Our pro forma valuation of $2.75 (prev. $3.60) does not include any nominal exploration value for the remaining Azimuth exploration tenure.
Note that we have lowered our Casposo asset valuation by $30 million as a function of anticipated longer negative impacts of the prevailing in-country inflation.
Continued share price weakness represents a good medium to long term investment opportunity in a soundly run, profitable, dividend paying gold producer.
Recommendation: Buy
Price Target: $2.75/sh
Forge Group Ltd (ASX: FGE)
The recent sale of Clough’s shares in Forge has seen the latter’s share price fall by 10 per cent.
We believe it has presented an attractive buying opportunity into Forge.
The company reported one of the better mining service results last month, with an ensuing strong rally despite general nervousness concerning the markets and mining exposed stocks.
The market may think Clough’s decision means that it believes the best is over for Forge, and/or that any takeover premium that may have existed has now evaporated upon its exit from the register.
However, valuation and the balance sheet remain attractive.
Even assuming flat growth in FY14 vs FY13, the company is trading at 7.3 times PE.
We think given the significant net cash position of $162 million (end December 2012) bodes well for Forge to undertake astute capital management.
Only about 25 per cent of the order book is exposed to iron ore, with two-thirds predominantly power sector work.
We believe a PE of 8 times on forward earnings is more appropriate which yields a valuation of $6.57, on which we base our price target.
Recommendation: BUY
Price Target $6.57
Goldminex Resources (ASX: GMX)
Goldminex Resources has a large and highly prospective portfolio of copper-gold exploration projects located in Papua New Guinea (PNG).

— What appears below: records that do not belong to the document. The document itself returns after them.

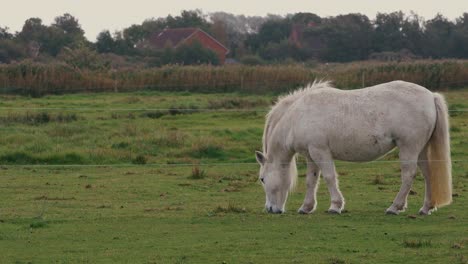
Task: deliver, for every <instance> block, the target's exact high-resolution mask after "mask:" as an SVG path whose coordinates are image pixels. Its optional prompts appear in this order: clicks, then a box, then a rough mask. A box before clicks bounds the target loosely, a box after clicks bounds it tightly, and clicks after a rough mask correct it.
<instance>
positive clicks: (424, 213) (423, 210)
mask: <svg viewBox="0 0 468 264" xmlns="http://www.w3.org/2000/svg"><path fill="white" fill-rule="evenodd" d="M430 214H431V213H430V212H429V211H426V210H423V209H421V210H419V215H430Z"/></svg>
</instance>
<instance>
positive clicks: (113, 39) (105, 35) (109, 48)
mask: <svg viewBox="0 0 468 264" xmlns="http://www.w3.org/2000/svg"><path fill="white" fill-rule="evenodd" d="M96 50H97V51H98V52H99V53H111V52H115V41H114V39H113V38H112V35H111V33H110V32H109V30H104V31H102V32H101V33H99V34H98V36H97V38H96Z"/></svg>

Exploration completed to date continues to highlight the potential for numerous targets to host large scale mineral deposits.
Goldminex Resources’ exploration portfolio has approximately 9,000 square kilometres of exploration tenure principally focused on the Owen Stanley Ranges in the south east of Papua New Guinea.
In July 2011, Goldminex signed a farm-in agreement with Vale, a wholly owned subsidiary of the second largest global mining company in the world, Vale S.A.
Under the Farm-in Agreement, Vale may earn a 51 per cent interest in copper and gold rights of six selected tenements within the Owen Stanley Range by sole funding US$20 million of project expenditure over a four year period.
The flagship project is Liamu which hosts 12 high priority prospects within an extensive intrusive complex and has significant potential to host large porphyry copper-gold deposits.
Geological and geochemical exploration to date has outlined an area in excess of 15sqkm shedding anomalous gold and copper in drainage samples.
A recent 3,292m (6 hole) diamond drill program intersected broad widths of low grade copper mineralisation.
While the grades intercepted are sub-economic, they do however indicate the system is mineralised and extensive.
The Kiki prospect (within the Liamu project area) is a high priority target which has been broadly defined by an airborne magnetic anomaly, geological mapping, alteration and elevated copper-gold geochemistry.
An IP survey was recently carried out over the Kiki prospect (results still pending) which will be used to define drill targets ahead of a likely drill program later in the year.
PNG is situated on the Pacific Rim and hosts numerous world class gold and copper projects including OK Tedi, Porgera, Lihir, Wafi and Hidden Valley as well as hosting some of the world’s largest mining companies such as Barrick, Harmony and Newcrest.
The Owen Stanley region is considered to be highly prospective and although exploration is at a relatively early stage, Goldminex has multiple prospects with large scale potential.
With an EV of just $0.9 million, Goldminex is significantly leveraged to exploration success.
Recommendation: Speculative BUY
Disclaimer: The above is intended as a guide only. The Roadhouse accepts no responsibility for investments made from this advice, successful or otherwise.